Monday, November 7, 2011

OS BEM-AVENTURADOS


"Há pessoas que possuem tudo quanto há, mas ninguém acredita; ricos tão pobres e nobres tão ordinários que a incredulidade que suscitam acaba por os tornar tímidos e lhes dar uma atitude suspeita. Em certas mulheres, as mais belas pérolas parecem falsas. Em outras, ao contrário, as pérolas falsas parecem verdadeiras. Do mesmo modo, há homens que inspiram uma confiança cega e gozam de privilégios a que nunca poderiam pretender naturalmente. Guilherme Tomaz pertencia a essa raça bem-aventurada.
Acreditavam nele. Não precisava de tomar quaisquer precauções nem de fazer quaisquer cálculos. Uma estrela de mentira levava-o aos fins que almejava sem rodeios. Nunca arvorava, por isso, a máscara perturbada e perseguida dos malandros. Não sabendo nadar, nem patinar, era capaz de dizer: sei patinar e sei nadar. Todos os viam imediatamente a patinar e a nadar. Este condão é dado à nascença por uma fada especial.

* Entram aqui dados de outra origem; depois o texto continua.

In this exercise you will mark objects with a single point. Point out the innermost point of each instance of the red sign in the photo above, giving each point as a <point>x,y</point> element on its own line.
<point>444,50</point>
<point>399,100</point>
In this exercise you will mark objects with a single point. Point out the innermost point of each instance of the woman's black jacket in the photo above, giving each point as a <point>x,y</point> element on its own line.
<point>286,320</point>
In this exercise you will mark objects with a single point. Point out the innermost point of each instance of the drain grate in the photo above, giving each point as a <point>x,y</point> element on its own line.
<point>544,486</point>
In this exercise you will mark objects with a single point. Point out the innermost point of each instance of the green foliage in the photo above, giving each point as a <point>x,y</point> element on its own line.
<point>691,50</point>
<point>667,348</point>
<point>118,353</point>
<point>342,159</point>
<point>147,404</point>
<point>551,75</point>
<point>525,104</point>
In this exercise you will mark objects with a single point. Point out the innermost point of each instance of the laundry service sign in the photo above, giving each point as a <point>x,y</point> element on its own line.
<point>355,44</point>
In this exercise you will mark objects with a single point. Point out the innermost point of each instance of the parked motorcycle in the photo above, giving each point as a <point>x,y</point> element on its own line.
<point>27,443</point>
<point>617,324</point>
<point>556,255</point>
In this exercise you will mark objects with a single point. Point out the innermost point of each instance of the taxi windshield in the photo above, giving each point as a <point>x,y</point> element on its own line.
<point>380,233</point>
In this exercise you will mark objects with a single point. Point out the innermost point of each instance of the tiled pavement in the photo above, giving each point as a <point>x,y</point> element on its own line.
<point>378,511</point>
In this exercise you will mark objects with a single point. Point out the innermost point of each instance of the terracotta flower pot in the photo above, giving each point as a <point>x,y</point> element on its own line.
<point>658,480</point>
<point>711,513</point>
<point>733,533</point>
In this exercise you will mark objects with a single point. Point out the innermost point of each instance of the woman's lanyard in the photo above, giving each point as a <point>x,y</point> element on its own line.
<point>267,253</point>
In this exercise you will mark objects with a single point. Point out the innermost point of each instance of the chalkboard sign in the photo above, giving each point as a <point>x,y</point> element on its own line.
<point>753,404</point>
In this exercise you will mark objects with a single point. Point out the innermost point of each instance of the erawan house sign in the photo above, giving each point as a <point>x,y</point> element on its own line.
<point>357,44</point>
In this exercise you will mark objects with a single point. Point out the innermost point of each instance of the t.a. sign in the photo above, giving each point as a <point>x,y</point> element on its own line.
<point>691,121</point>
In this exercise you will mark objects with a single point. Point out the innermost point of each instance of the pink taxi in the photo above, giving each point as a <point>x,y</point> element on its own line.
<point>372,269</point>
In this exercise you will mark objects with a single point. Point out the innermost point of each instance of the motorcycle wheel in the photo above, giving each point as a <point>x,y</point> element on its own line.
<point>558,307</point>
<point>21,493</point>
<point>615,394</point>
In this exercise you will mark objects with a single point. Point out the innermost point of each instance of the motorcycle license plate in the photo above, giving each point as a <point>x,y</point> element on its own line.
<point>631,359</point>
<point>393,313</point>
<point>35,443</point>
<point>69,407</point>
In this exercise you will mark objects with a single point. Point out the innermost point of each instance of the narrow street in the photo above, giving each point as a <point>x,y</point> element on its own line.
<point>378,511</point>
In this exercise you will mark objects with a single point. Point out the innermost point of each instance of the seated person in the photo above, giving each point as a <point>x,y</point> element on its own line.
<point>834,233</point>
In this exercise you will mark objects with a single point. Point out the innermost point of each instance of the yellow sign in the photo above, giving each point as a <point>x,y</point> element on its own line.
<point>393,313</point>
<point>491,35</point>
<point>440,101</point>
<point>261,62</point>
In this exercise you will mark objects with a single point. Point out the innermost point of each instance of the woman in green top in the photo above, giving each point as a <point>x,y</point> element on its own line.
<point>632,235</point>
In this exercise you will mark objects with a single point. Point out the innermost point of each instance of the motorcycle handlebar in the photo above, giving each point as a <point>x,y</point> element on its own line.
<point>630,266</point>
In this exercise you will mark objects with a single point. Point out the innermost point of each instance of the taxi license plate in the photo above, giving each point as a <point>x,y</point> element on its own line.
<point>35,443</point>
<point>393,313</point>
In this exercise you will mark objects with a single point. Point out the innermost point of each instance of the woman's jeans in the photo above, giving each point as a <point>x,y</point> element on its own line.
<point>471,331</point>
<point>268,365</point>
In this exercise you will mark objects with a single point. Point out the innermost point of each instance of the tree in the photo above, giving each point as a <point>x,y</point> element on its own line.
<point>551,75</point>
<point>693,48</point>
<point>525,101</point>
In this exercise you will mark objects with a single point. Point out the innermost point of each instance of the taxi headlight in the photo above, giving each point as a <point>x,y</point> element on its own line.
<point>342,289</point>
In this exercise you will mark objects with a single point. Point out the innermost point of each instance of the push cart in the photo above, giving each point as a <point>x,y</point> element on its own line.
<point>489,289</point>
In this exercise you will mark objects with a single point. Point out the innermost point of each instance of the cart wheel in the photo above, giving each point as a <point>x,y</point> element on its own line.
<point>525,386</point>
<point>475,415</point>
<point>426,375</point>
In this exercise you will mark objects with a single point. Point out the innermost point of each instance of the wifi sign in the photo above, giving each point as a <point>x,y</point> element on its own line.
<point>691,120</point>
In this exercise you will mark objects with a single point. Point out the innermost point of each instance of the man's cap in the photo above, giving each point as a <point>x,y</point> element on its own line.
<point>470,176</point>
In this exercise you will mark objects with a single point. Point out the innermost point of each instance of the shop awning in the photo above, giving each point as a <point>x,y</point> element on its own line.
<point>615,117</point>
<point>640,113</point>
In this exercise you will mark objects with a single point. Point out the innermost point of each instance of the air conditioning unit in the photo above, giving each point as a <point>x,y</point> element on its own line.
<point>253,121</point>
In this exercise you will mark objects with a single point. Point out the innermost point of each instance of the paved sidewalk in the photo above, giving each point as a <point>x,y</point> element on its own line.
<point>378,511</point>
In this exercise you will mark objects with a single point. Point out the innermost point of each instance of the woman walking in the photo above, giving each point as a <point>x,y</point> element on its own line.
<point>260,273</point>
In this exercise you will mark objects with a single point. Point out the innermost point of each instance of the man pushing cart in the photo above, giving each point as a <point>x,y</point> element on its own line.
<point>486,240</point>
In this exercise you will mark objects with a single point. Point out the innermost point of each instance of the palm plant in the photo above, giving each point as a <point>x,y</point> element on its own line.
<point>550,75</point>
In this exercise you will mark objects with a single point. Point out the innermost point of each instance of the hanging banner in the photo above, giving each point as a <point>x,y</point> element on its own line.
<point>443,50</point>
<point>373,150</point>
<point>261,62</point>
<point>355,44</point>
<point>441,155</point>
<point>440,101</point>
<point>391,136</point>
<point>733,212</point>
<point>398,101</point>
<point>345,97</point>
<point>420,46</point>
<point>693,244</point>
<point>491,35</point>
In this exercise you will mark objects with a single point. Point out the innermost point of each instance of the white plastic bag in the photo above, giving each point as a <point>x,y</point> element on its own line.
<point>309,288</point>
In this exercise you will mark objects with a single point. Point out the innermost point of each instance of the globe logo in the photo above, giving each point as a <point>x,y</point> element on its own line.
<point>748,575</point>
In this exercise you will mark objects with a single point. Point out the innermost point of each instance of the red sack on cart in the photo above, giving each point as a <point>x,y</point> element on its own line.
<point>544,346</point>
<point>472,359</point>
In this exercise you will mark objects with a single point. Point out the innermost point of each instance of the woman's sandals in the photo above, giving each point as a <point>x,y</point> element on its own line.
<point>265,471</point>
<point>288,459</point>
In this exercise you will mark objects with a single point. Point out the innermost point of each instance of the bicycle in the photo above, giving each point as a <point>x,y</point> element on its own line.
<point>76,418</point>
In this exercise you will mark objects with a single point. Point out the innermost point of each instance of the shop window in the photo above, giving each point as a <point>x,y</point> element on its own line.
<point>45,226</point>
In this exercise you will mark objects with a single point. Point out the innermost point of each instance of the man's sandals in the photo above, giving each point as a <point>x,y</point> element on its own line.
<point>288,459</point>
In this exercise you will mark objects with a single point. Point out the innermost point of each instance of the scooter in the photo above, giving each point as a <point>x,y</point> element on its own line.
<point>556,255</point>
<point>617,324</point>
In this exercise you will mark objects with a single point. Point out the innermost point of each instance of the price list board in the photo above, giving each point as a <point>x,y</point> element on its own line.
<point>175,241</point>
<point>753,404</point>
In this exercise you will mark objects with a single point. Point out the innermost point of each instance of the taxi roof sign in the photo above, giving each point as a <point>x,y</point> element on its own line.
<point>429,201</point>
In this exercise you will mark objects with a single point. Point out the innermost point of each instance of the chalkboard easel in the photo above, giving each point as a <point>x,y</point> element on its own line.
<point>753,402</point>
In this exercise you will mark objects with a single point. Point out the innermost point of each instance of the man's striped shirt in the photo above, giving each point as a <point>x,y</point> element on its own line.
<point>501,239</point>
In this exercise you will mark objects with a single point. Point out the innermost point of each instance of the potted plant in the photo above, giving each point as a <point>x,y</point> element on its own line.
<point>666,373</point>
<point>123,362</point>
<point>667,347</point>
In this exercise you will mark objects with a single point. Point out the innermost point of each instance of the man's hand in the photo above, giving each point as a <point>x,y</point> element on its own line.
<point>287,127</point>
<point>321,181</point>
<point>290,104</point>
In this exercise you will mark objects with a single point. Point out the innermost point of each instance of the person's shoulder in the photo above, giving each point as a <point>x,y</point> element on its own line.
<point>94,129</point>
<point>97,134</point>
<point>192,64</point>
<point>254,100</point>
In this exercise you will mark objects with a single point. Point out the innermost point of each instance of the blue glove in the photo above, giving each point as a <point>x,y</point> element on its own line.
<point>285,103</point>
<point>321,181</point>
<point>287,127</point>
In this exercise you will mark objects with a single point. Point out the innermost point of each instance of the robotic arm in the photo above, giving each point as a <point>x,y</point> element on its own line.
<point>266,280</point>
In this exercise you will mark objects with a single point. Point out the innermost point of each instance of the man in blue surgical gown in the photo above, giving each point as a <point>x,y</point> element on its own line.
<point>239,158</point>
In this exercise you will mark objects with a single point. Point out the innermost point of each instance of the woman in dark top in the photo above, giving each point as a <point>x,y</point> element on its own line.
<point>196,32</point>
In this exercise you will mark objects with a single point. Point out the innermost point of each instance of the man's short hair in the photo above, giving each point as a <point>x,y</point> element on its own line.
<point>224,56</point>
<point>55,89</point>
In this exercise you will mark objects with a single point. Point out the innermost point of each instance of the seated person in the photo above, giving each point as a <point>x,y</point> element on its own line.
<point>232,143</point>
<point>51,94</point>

Há pessoas que conseguem triunfar, não tendo tido na hora do nascimento nenhuma fada, a não ser essa.
Nunca acontecia a Guilherme fazer o seu exame de consciência ou pensar: «Como poderei eu sair deste beco?», ou «Estou a fazer batota», ou «Sou um homem de génio». Vivia profundamente o seu próprio mito.
Quanto mais o vivia, melhor se incorpava, mais fogo lhe trazia, dando-lhe aquela franqueza que convence naturalmente."
Jean Cocteau, Tomaz, o Impostor, trad. António Quadros, Lisboa: Livros do Brasil, s.d., pp. 69-70.